Pasukan Persia terus mengatur barisan dan bergerak. Qa’qa’ melihat itu dan bergerak menghadapi mereka tanpa seizin Sa’ad. Sa’ad begitu mengetahui pergerakan pasukannya langsung berdoa. “Allahumma ya Allah, ampuni dan tolonglah mereka. Sudah kuizinkan mereka walau tidak meminta izin kepadaku”.  Pertempuran pun berkecamuk sampai waktu fajar. Kedua kubu kembali ke markas masing-masing. Muslimin terlihat lebih unggul.

Terhentikah pertempuran? Ternyata hari itu belum waktunya beristirahat. Pagi harinya kedua pasukan kembali bersiap. Pada saat adzan zhuhur berkumandang, pasukan Persia sudah kacau. Fairuzan (sayap kanan) & Hormuzan (kiri) sudah mulai mundur. Saat menyerang pasukan tengah Persia,kuasa Allah terjadi. Tiba2 angin barat bertiup kencang membawa badai pasir ke arah Persia.

Tenda-tenda Persia, termasuk tenda milik Rustum, menjadi porak-poranda. Suasana menjadi samar tak jelas dipenuhi pasir & debu. Dengan pecahnya barisan Persia ini, maka kesempatan emas bagi tentara muslim untuk merangsek maju menyerang. Pasukan Persia berhamburan tak karuan. Rustum meninggalkan tendanya dengan membawa bebrapa ekor bagal membawa hartanya.

Ia berlindung di samping bagal beserta barang bawaannya itu sampai Hilal bin Alqamah menghantam salah satu bagal tersebut. Barang muatan tersebut pun jatuh dan menimpa Rustum yang kemudian berusaha merangkak melarikan diri ke sungai. Hilal segera mengenalnya dan kemudian membunuh Rustum, Sang Panglima Besar Kekaisaran Persia.

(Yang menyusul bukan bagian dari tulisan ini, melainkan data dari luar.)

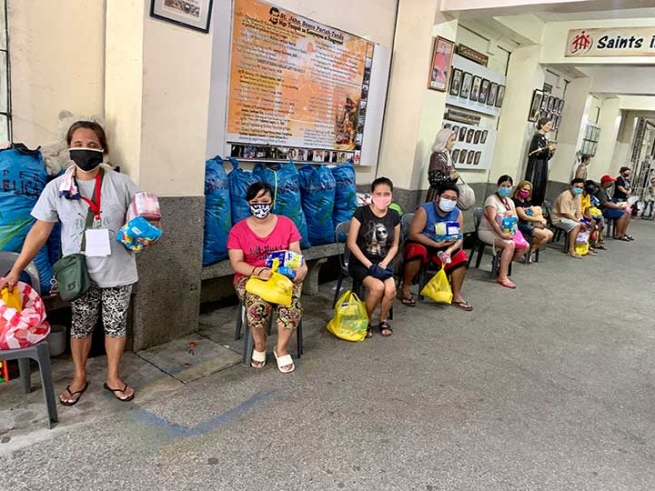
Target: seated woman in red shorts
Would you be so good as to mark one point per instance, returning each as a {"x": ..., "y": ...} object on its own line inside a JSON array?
[{"x": 423, "y": 247}]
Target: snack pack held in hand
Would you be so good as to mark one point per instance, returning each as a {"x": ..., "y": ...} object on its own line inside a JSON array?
[
  {"x": 285, "y": 262},
  {"x": 447, "y": 231},
  {"x": 509, "y": 225},
  {"x": 138, "y": 234},
  {"x": 144, "y": 205}
]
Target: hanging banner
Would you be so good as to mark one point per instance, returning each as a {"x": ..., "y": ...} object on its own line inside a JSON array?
[
  {"x": 616, "y": 41},
  {"x": 296, "y": 86}
]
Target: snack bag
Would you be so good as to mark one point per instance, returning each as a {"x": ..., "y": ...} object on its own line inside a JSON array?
[{"x": 138, "y": 234}]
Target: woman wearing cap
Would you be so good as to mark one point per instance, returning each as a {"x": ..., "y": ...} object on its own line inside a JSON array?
[
  {"x": 442, "y": 169},
  {"x": 541, "y": 151},
  {"x": 619, "y": 212},
  {"x": 87, "y": 188}
]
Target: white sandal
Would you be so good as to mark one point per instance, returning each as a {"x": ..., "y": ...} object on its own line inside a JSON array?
[
  {"x": 283, "y": 361},
  {"x": 258, "y": 357}
]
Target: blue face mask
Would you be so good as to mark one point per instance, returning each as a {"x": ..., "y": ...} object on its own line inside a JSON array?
[{"x": 504, "y": 192}]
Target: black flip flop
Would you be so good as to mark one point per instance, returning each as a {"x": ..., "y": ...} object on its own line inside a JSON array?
[
  {"x": 73, "y": 394},
  {"x": 409, "y": 302},
  {"x": 385, "y": 326},
  {"x": 113, "y": 391}
]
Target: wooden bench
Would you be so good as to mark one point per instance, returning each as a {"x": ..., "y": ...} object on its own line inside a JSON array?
[{"x": 314, "y": 256}]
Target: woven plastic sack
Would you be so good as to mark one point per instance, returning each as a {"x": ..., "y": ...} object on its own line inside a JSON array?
[
  {"x": 284, "y": 180},
  {"x": 350, "y": 319},
  {"x": 345, "y": 196},
  {"x": 317, "y": 189},
  {"x": 278, "y": 289},
  {"x": 438, "y": 288},
  {"x": 27, "y": 327},
  {"x": 218, "y": 212},
  {"x": 239, "y": 181}
]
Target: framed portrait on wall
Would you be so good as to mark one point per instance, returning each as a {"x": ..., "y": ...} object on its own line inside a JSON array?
[
  {"x": 466, "y": 85},
  {"x": 475, "y": 88},
  {"x": 493, "y": 92},
  {"x": 535, "y": 106},
  {"x": 441, "y": 64},
  {"x": 456, "y": 82},
  {"x": 484, "y": 91},
  {"x": 501, "y": 96},
  {"x": 194, "y": 14}
]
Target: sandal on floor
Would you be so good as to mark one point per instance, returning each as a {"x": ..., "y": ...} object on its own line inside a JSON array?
[
  {"x": 258, "y": 357},
  {"x": 114, "y": 391},
  {"x": 409, "y": 301},
  {"x": 73, "y": 394},
  {"x": 284, "y": 361},
  {"x": 506, "y": 284},
  {"x": 385, "y": 326},
  {"x": 465, "y": 306}
]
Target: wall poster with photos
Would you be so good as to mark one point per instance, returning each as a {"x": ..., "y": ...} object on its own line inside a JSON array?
[
  {"x": 475, "y": 87},
  {"x": 474, "y": 146}
]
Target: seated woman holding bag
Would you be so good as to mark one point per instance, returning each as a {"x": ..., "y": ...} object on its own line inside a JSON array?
[
  {"x": 249, "y": 243},
  {"x": 373, "y": 242},
  {"x": 424, "y": 245},
  {"x": 497, "y": 207},
  {"x": 531, "y": 220}
]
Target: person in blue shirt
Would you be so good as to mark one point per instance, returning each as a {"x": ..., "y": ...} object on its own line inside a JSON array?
[{"x": 424, "y": 246}]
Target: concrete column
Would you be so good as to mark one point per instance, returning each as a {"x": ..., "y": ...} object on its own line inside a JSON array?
[
  {"x": 414, "y": 113},
  {"x": 571, "y": 130},
  {"x": 609, "y": 122},
  {"x": 156, "y": 99},
  {"x": 514, "y": 131}
]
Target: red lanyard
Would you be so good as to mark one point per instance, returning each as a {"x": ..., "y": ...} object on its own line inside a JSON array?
[{"x": 95, "y": 204}]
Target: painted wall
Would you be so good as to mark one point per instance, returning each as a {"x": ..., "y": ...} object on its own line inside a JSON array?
[{"x": 57, "y": 62}]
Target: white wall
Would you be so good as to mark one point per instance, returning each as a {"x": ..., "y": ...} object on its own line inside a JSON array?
[{"x": 57, "y": 62}]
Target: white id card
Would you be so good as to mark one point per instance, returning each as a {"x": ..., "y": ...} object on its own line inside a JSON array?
[{"x": 97, "y": 242}]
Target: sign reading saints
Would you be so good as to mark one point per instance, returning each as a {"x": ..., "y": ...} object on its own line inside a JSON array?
[{"x": 621, "y": 41}]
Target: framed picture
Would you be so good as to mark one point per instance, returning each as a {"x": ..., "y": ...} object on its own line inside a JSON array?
[
  {"x": 484, "y": 91},
  {"x": 194, "y": 14},
  {"x": 493, "y": 92},
  {"x": 441, "y": 63},
  {"x": 456, "y": 82},
  {"x": 535, "y": 106},
  {"x": 475, "y": 88},
  {"x": 466, "y": 85},
  {"x": 501, "y": 96}
]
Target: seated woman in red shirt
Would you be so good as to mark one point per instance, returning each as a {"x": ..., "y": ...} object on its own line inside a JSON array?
[{"x": 249, "y": 242}]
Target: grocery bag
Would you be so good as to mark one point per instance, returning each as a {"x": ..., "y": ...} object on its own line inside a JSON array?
[
  {"x": 24, "y": 328},
  {"x": 438, "y": 288},
  {"x": 350, "y": 320}
]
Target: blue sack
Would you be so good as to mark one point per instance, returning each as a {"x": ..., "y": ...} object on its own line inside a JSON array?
[
  {"x": 23, "y": 179},
  {"x": 240, "y": 180},
  {"x": 317, "y": 188},
  {"x": 345, "y": 198},
  {"x": 284, "y": 180},
  {"x": 218, "y": 213}
]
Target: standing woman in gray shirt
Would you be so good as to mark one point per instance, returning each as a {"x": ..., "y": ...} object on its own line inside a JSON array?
[{"x": 86, "y": 188}]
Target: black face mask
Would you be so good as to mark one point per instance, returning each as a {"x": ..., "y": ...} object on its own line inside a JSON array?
[{"x": 87, "y": 159}]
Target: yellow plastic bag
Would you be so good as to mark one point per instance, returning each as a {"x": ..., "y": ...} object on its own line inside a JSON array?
[
  {"x": 12, "y": 300},
  {"x": 277, "y": 289},
  {"x": 350, "y": 319},
  {"x": 438, "y": 288}
]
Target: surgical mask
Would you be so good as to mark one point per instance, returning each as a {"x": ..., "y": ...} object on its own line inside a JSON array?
[
  {"x": 381, "y": 203},
  {"x": 504, "y": 192},
  {"x": 86, "y": 159},
  {"x": 447, "y": 205},
  {"x": 260, "y": 211}
]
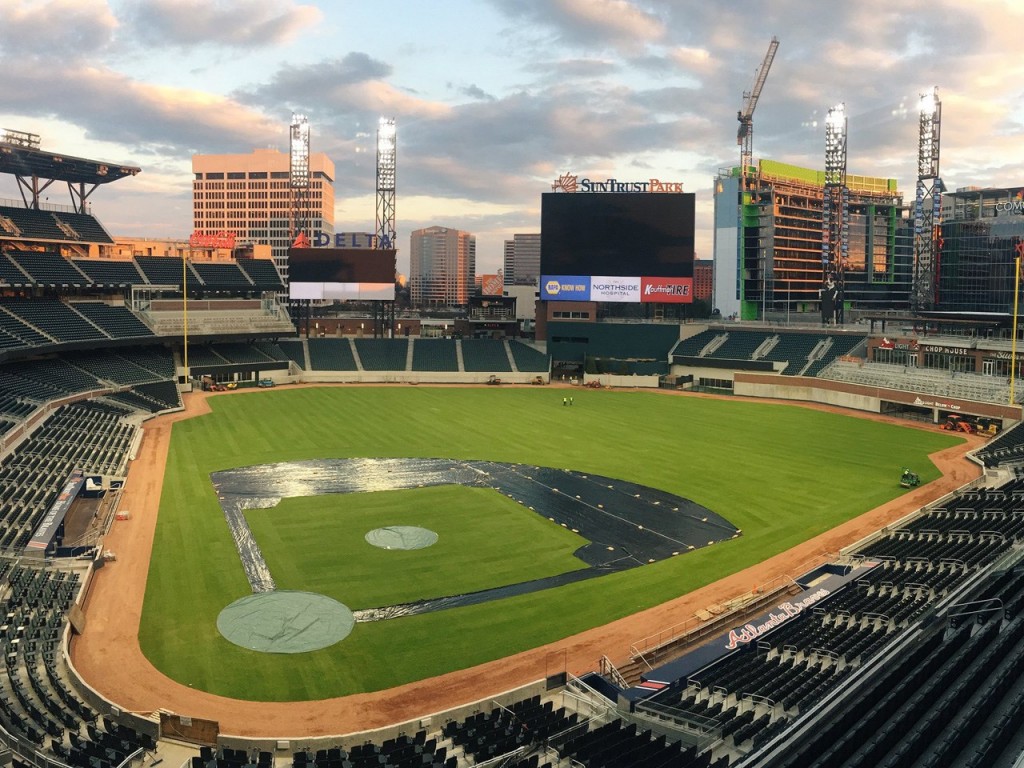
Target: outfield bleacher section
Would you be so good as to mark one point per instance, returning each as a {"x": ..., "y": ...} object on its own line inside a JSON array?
[
  {"x": 485, "y": 355},
  {"x": 295, "y": 350},
  {"x": 10, "y": 274},
  {"x": 53, "y": 317},
  {"x": 30, "y": 223},
  {"x": 203, "y": 357},
  {"x": 382, "y": 354},
  {"x": 82, "y": 436},
  {"x": 1007, "y": 448},
  {"x": 794, "y": 349},
  {"x": 48, "y": 722},
  {"x": 931, "y": 381},
  {"x": 841, "y": 345},
  {"x": 739, "y": 345},
  {"x": 116, "y": 322},
  {"x": 262, "y": 272},
  {"x": 111, "y": 272},
  {"x": 111, "y": 367},
  {"x": 222, "y": 276},
  {"x": 165, "y": 271},
  {"x": 240, "y": 352},
  {"x": 48, "y": 268},
  {"x": 693, "y": 345},
  {"x": 328, "y": 354},
  {"x": 434, "y": 354}
]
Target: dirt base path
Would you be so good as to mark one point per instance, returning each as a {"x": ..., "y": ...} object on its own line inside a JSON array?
[{"x": 109, "y": 657}]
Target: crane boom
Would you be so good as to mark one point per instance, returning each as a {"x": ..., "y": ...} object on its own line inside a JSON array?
[{"x": 744, "y": 136}]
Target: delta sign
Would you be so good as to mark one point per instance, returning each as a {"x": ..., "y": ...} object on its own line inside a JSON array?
[{"x": 616, "y": 289}]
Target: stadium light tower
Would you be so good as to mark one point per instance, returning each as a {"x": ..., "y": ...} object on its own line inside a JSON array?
[
  {"x": 835, "y": 217},
  {"x": 298, "y": 178},
  {"x": 927, "y": 204},
  {"x": 386, "y": 144}
]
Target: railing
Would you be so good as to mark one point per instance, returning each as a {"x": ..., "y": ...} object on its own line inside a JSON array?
[
  {"x": 9, "y": 203},
  {"x": 608, "y": 669}
]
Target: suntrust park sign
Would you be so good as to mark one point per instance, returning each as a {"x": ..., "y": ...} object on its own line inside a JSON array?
[{"x": 571, "y": 183}]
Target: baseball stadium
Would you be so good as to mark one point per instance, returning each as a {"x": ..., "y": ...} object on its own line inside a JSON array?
[{"x": 242, "y": 531}]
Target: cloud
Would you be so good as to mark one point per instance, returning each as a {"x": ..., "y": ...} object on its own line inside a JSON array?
[
  {"x": 589, "y": 24},
  {"x": 66, "y": 29},
  {"x": 235, "y": 24},
  {"x": 111, "y": 107},
  {"x": 347, "y": 91}
]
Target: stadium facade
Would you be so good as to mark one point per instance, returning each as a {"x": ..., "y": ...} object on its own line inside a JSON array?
[{"x": 768, "y": 240}]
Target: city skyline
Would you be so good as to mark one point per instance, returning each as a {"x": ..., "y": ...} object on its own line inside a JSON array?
[{"x": 495, "y": 100}]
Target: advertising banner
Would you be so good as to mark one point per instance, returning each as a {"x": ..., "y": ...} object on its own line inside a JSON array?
[
  {"x": 614, "y": 289},
  {"x": 564, "y": 288},
  {"x": 667, "y": 290}
]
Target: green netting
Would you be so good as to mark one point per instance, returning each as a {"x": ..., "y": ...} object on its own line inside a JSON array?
[
  {"x": 401, "y": 537},
  {"x": 285, "y": 622}
]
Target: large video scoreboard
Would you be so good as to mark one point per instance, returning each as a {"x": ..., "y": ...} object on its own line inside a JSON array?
[
  {"x": 341, "y": 273},
  {"x": 621, "y": 247}
]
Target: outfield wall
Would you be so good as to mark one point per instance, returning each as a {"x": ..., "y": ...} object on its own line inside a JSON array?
[
  {"x": 408, "y": 377},
  {"x": 623, "y": 382}
]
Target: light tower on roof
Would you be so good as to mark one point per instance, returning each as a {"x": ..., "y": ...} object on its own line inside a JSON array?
[
  {"x": 298, "y": 177},
  {"x": 835, "y": 217},
  {"x": 927, "y": 203},
  {"x": 386, "y": 143}
]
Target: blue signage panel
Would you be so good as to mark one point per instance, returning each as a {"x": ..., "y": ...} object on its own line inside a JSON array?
[
  {"x": 564, "y": 288},
  {"x": 48, "y": 525}
]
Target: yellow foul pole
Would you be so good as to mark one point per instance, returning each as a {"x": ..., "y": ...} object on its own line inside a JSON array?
[
  {"x": 1013, "y": 349},
  {"x": 184, "y": 308}
]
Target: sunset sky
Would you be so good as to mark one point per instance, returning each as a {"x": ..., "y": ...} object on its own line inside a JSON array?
[{"x": 496, "y": 98}]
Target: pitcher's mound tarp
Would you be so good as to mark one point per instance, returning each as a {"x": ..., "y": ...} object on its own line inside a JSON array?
[
  {"x": 285, "y": 622},
  {"x": 401, "y": 537}
]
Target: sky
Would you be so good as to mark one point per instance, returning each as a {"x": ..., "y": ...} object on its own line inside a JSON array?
[{"x": 494, "y": 99}]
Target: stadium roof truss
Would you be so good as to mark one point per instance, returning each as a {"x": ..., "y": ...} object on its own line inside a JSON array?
[{"x": 36, "y": 170}]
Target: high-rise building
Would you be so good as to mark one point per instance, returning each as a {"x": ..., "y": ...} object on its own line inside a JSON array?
[
  {"x": 522, "y": 260},
  {"x": 250, "y": 196},
  {"x": 982, "y": 238},
  {"x": 442, "y": 267},
  {"x": 702, "y": 279},
  {"x": 768, "y": 243}
]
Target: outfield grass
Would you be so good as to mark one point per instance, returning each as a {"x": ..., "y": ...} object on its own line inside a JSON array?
[{"x": 780, "y": 473}]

Setelah itu dia berteriak sambil mengangkat kepala Rustum: “Demi penjaga Ka’bah! Aku Hilal bin Alqamah telah membunuh Rustum!” Pasukan Persia pun semakin berantakan lahir batinnya mengetahui hal tersebut. Jalinus segera mengambil alih pimpinan. Jalinus memerintahkan pasukannya menyeberang sungai lewat bendungan besar meniru Fairuzan dan Hormuzan.

Pasukan ini pun menyeberang, namun bendungan tersebut runtuh dan 30.000 tentara Persia yang diikat dengan rantai besi tewas. Daravasykabian, panji Persia yang terbesar terjatuh sebagai simbol kekalahan mereka. Dirar bin al-Khattab segera mengambilnya. Jalinus dan sisa-sisa pasukannya terus dikejar Qa’qa’, Syurahbil dan Zuhrah at-Tamimi. Jalinus akhirnya terbunuh oleh Zuhrah.

Akhirnya, pasukan penyembah api itu kalah telak dan lari tercerai-berai, terbunuh pada perang Qadisia ini sebanyak 40.000 tentara. Adapun jumlah pasukan muslim yang gugur sebanyak 2.500 orang. Dari pertempuran ini, pasukan muslim memperoleh rampasan perang yang sangat banyak, termasuk perhiasan kekaisaran Persia.

Setelah pertempuran Qadisia ini, pasukan muslim terus mendesak masuk dengan cepat sampai dengan ibukota Persia, Ctesiphon atau Mada’in. Setelah itu dilanjutkan ke arah timur & mematahkan 2x serangan Persia sebelum akhirnya berhasil menghancurkan kekaisaran Persia.